Genís Roca resume esta diferencia del siguiente modo: mientras que los nativos digitales tienen una ‘cualidad innata’ para desarrollar prácticas a través de la tecnología digital, los inmigrantes digitales manifiestan una especie de ‘incapacidad innata’ para desarrollar prácticas a través de la tecnología. Adolfo Estalella, investigador de la UOC, es mucho más escéptico, y analiza en detalle algunas de las cuestiones fundamentales de este fenómeno a través de las aportaciones de John Palfrey, Director Ejecutivo del Berkman Center of Internet and Society.
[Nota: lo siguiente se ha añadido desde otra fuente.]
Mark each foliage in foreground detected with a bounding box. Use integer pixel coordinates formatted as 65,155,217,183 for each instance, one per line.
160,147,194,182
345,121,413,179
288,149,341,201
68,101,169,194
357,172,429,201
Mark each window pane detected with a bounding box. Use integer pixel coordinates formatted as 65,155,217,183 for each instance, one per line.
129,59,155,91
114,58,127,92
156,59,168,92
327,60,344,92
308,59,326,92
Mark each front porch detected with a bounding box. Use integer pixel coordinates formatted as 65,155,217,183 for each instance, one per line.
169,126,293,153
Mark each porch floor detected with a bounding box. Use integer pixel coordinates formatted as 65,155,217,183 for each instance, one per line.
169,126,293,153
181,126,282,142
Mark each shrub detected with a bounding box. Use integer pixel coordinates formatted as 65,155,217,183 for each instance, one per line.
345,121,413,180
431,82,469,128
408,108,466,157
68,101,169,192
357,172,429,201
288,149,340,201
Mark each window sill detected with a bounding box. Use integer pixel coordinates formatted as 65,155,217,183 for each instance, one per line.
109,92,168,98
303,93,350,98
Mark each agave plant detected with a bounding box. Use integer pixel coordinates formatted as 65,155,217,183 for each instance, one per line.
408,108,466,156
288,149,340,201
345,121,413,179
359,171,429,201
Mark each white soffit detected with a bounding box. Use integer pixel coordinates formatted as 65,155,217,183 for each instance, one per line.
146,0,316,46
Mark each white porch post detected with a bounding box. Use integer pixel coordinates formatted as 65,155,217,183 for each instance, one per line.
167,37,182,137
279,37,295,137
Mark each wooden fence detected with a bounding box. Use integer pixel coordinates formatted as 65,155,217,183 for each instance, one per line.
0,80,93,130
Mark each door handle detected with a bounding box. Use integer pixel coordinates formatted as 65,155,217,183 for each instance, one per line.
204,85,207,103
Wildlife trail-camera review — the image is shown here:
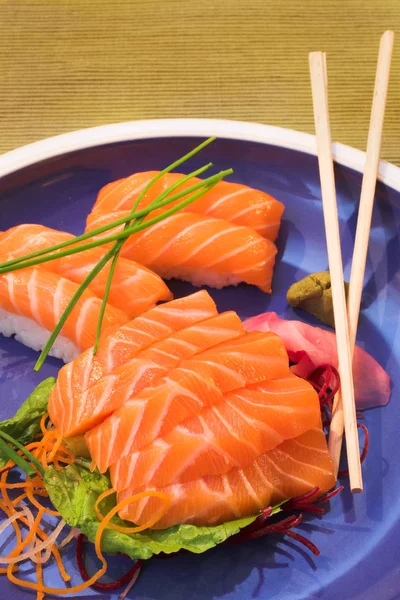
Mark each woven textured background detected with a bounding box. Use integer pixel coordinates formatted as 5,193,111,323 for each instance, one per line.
0,0,400,164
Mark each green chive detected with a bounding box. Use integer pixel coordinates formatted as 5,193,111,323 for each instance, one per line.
34,169,233,371
0,137,216,274
0,431,44,477
0,165,222,275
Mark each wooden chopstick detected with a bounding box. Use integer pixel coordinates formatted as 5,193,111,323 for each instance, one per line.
329,31,394,473
309,52,363,492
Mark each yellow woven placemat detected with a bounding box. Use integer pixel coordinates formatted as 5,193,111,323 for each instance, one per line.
0,0,400,164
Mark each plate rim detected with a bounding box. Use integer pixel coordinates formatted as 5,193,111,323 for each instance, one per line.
0,118,400,191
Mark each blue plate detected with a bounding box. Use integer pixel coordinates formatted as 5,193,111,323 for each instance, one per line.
0,127,400,600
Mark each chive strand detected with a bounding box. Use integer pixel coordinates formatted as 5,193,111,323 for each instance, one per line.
93,251,119,355
34,169,233,371
0,136,216,273
33,250,114,371
0,165,222,275
93,163,212,355
18,169,233,274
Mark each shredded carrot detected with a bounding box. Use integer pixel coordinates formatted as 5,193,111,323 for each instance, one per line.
36,552,44,600
7,491,170,596
94,489,171,533
40,413,49,435
0,432,74,599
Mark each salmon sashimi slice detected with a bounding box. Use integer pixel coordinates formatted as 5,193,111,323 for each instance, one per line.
49,284,217,437
111,375,321,491
85,333,290,471
92,171,284,241
86,212,277,293
118,428,336,529
64,311,245,435
0,224,172,319
0,267,128,356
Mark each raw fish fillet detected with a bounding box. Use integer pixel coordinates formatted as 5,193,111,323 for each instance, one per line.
86,212,277,293
109,374,321,491
49,284,217,437
92,171,284,241
0,267,128,351
85,333,290,471
118,429,335,529
0,224,172,319
65,312,246,438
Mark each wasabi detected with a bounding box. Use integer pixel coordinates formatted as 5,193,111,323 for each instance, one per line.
286,271,349,328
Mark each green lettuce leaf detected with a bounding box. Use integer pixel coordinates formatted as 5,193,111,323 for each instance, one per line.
44,459,280,559
0,377,56,468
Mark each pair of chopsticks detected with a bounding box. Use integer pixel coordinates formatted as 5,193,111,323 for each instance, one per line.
309,31,394,493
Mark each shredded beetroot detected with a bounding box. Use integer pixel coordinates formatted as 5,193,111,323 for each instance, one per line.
281,485,344,515
227,513,319,556
307,365,340,408
338,423,369,477
76,533,143,591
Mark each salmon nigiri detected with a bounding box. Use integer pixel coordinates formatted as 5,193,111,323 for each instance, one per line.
85,333,289,471
0,224,172,318
61,311,245,434
86,212,277,293
0,267,128,360
92,171,284,241
118,428,335,529
49,284,217,436
111,375,321,491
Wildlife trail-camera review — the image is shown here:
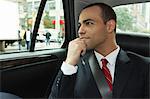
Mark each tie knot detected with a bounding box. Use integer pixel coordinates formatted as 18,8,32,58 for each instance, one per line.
101,58,108,66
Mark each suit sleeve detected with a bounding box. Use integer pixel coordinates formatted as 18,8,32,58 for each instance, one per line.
49,70,76,99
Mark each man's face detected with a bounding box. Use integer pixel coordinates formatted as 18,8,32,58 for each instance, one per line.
78,6,108,49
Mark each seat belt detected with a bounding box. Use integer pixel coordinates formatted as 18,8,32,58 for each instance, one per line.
85,53,112,99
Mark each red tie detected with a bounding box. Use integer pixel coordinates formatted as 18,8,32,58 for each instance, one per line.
101,59,112,91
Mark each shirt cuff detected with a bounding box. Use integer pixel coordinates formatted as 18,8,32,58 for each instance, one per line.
61,62,78,75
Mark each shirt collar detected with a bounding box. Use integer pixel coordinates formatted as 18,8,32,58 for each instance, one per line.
94,46,120,65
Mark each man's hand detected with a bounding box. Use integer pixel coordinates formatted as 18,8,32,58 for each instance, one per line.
65,38,86,66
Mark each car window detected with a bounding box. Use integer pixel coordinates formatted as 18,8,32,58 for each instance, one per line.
0,0,65,54
114,2,150,35
35,0,65,50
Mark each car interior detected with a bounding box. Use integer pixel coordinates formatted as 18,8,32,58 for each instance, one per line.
0,0,150,98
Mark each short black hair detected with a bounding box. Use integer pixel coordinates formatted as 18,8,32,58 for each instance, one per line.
82,3,117,31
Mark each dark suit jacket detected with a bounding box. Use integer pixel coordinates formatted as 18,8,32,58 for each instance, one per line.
49,50,150,99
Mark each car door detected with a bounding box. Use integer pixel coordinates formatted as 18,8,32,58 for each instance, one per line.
0,0,75,98
0,0,150,98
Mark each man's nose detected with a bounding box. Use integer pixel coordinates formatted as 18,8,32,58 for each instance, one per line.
78,25,85,35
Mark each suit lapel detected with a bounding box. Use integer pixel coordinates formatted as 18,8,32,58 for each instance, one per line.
113,50,132,98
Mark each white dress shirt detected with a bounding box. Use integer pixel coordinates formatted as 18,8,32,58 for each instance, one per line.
61,46,120,82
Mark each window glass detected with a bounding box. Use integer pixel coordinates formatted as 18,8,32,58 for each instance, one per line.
35,0,65,50
0,0,64,54
114,3,150,35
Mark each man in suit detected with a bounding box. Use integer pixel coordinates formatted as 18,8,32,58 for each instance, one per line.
49,3,150,99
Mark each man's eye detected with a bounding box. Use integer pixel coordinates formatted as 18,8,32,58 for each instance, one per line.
86,22,93,25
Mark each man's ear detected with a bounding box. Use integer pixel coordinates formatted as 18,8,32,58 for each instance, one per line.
106,20,116,32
John Palfrey matiza esta dicotomía con un modelo mucho más complejo, ilustrativo y reflejo de la realidad en el que se combina la edad y el uso de la tecnología.

1. Those who are Born Digital and also Live Digital = the Digital Natives we focus on in this book (to complicate things further: there is a spectrum of what it means to live digitally, with a series of factors to help define where a Digital Native falls on it);
2. Those who are Born Digital (i.e., at a moment in history, today) and are not Living Digital (and are hence not Digital Natives);
3. Those who are not Born Digital but Live Digital = us (for whom we do not have a satisfactory term; perhaps we need one — our colleague David Weinberger suggests Digital Settlers);
4. Those who are not Born Digital, don’t Live Digital in any substantial way, but are finding their way in a digital world = Digital Immigrants; and,
5. Those who weren’t Born Digital and don’t have anything to do with the digital world, whether by choice, reasons of access or cash, and so forth.

Este modelo, realizado por Palfrey y recogido del blog de Adolfo Estalella, define una variable que no se basa exclusivamente en el criterio de la edad, pues en realidad no es el elemento fundamental para determinar las prácticas digitales que desarrolla esa persona. La principal aportación de Palfrey es que, sin dejar de reconocer un cambio cultural resultado de la digitalización, entiende que los criterios para su definición no pueden ser exclusivamente la edad o la pertenencia a una generación cronológica. Estalella cerraba su post con una observación muy clarificadora:

“Conozco a muchos inmigrantes que escriben sms como los nativos, que hacen uso de la red como los nativos, que son, a fin de cuentas, más nativos que muchos nativos. Más aún, la mayor parte de los que escribe sobre los nativos digitales, y que no les queda más remedio que asumir su condición de inmigrante digital, son más nativos que cualquier otro nativo. Tengo la impresión de que tanto ellos como esos que llaman nativos son todos colonizadores del territorio digital, lo querramos o no”.